Pokoj komuterowy skonczony, poukladane ksiażki, umyta podłoga, powieszona lampa.
W holu na gorze tez zrobione osietlenie, podcieta drabina na strych i wyniesione rzeczy z garazu, juz niepotrzebne.
Sypialnia skonczona. W sobote miałam okazje pare minut polezec na nowym łóżku. Mąż chciał nawet spać, ale chciałam wracac do domu.
Na gorze zostały do dokonczenia listwy, załozenie wykładziny w garderobie(czerwonej), zrobienie oswietlenia w łazience i załozenie drzwi....

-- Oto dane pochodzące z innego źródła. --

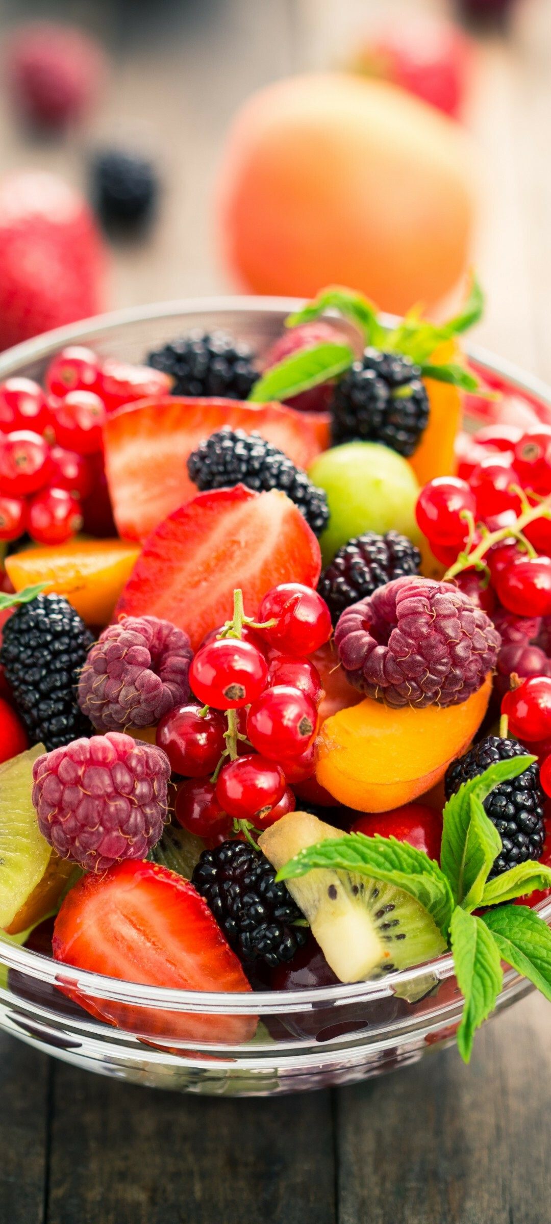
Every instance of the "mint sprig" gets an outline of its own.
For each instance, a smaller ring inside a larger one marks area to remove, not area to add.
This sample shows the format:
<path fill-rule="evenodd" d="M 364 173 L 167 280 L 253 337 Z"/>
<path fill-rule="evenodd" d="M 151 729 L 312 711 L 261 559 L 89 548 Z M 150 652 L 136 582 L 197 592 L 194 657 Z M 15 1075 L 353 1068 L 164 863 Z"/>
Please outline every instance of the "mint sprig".
<path fill-rule="evenodd" d="M 354 871 L 392 884 L 424 906 L 452 950 L 464 996 L 458 1048 L 469 1061 L 476 1028 L 493 1010 L 502 985 L 501 960 L 551 1000 L 551 930 L 534 909 L 504 905 L 551 887 L 551 868 L 527 862 L 489 880 L 502 848 L 482 803 L 501 782 L 524 772 L 535 756 L 496 761 L 469 778 L 443 809 L 441 865 L 394 837 L 343 834 L 300 851 L 278 873 L 293 880 L 312 869 Z M 479 917 L 473 909 L 487 908 Z"/>
<path fill-rule="evenodd" d="M 432 858 L 395 837 L 343 834 L 301 849 L 278 873 L 278 880 L 295 880 L 312 868 L 335 868 L 393 884 L 409 892 L 447 935 L 453 909 L 449 884 Z"/>
<path fill-rule="evenodd" d="M 17 607 L 20 603 L 31 603 L 32 600 L 37 599 L 37 595 L 42 595 L 45 591 L 48 583 L 37 583 L 36 586 L 26 586 L 22 591 L 15 591 L 13 595 L 0 594 L 0 612 L 5 608 Z"/>
<path fill-rule="evenodd" d="M 285 319 L 287 327 L 311 323 L 327 311 L 339 315 L 360 333 L 362 346 L 373 346 L 386 353 L 400 353 L 410 357 L 421 370 L 424 378 L 451 383 L 462 390 L 479 390 L 479 381 L 457 361 L 435 361 L 435 351 L 446 340 L 460 335 L 479 321 L 484 310 L 484 295 L 473 278 L 469 296 L 458 315 L 447 323 L 430 323 L 421 317 L 421 307 L 413 306 L 395 328 L 386 327 L 377 307 L 364 294 L 343 285 L 329 285 L 301 310 Z M 255 383 L 249 399 L 266 403 L 271 399 L 289 399 L 320 383 L 338 378 L 355 360 L 351 346 L 345 344 L 316 344 L 284 357 Z"/>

Pan od drzwi ma byc sroda-czwartek.
Na dole załozone oswietlenie, umyle szafki w kuchni, choc wciąż nie byli poprawic i domontowac paru rzeczy(maja byc w poniedziałek). Czerwona fuga doszła, ale tylko 8 kg, wiec została do zafugowania jedna sciana i koniec.
Podłogi umyte.
Powoli, codziennie zwozimy po kilka pudeł z rzeczami i ukladamy. Osobiscie jestem zmęczona.....tyle rzeczy, ktore nie mam gdzie dac..niby nie sa potrzebne, ale chce miec pod ręką....Nie mam pomysłu...
W piątek lub sobote przeprowadzka!!!!
Parapetówka zaplanowana na 1 marca, w przeddedniu rozpoczęcia budowy w 2007 r.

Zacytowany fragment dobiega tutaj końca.